Now that I have my point and my direction vector, I can find the equation of the plane. I got:

(234, 0, 156) ⋅ ( x + 189/117 , y - 9/13 , z) = 0

which expands to:

(234x +378) + (0 - 0) + 156z = 0

which simplifies to

234x + 378 + 156z =0

or simply

234x + 156z = -378

That was the final answer that I plugged into the software for the equation of the desired plane. There were two answers that the problem wanted: They wanted the normal vector of the desired plane and the equation of the desired plane.

When I plugged in my normal vector of (234, 0, 156) and my equation 234x + 156z = -378, the software said that I got the normal vector right, but got the equation wrong.

Why?! I don't know what I did wrong here. Furthermore, I worked another example of this type of problem that simply had different numbers and equations with a friend earlier, and I got it right using the exact same process I used here! I've also looked up other examples of this online and every other example used the exact same process!

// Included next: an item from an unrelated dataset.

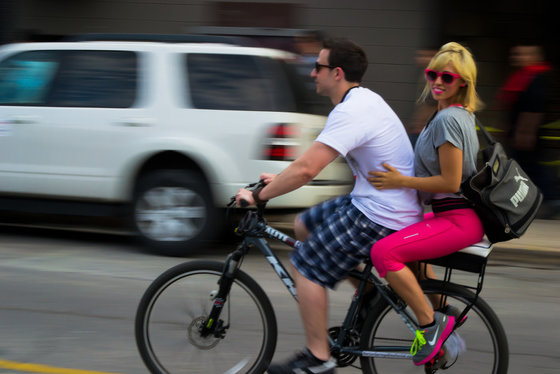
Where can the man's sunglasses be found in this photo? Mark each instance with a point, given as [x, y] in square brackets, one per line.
[318, 66]
[446, 77]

Can someone please help me with this (because I am really ticked off and don't know what is wrong)?

 

[andrewkirk]

I don't understand why you are taking normal vectors to the first two planes, so I don't understand your approach.

Here's what I'd do:

1. Find the equation for the line L of intersection of the first two planes.

2. Identify two points P and Q on that line, eg by setting each of the two parameters to zero in turn.

3. Find the normal vector for the 3rd plane.

4. Add that normal vector to P to get a 3rd point R that is not on the line L. That plane must be in the target plane, since L is and the target plane is parallel to the normal vector.

5. Find the equation of the plane containing P, Q and R.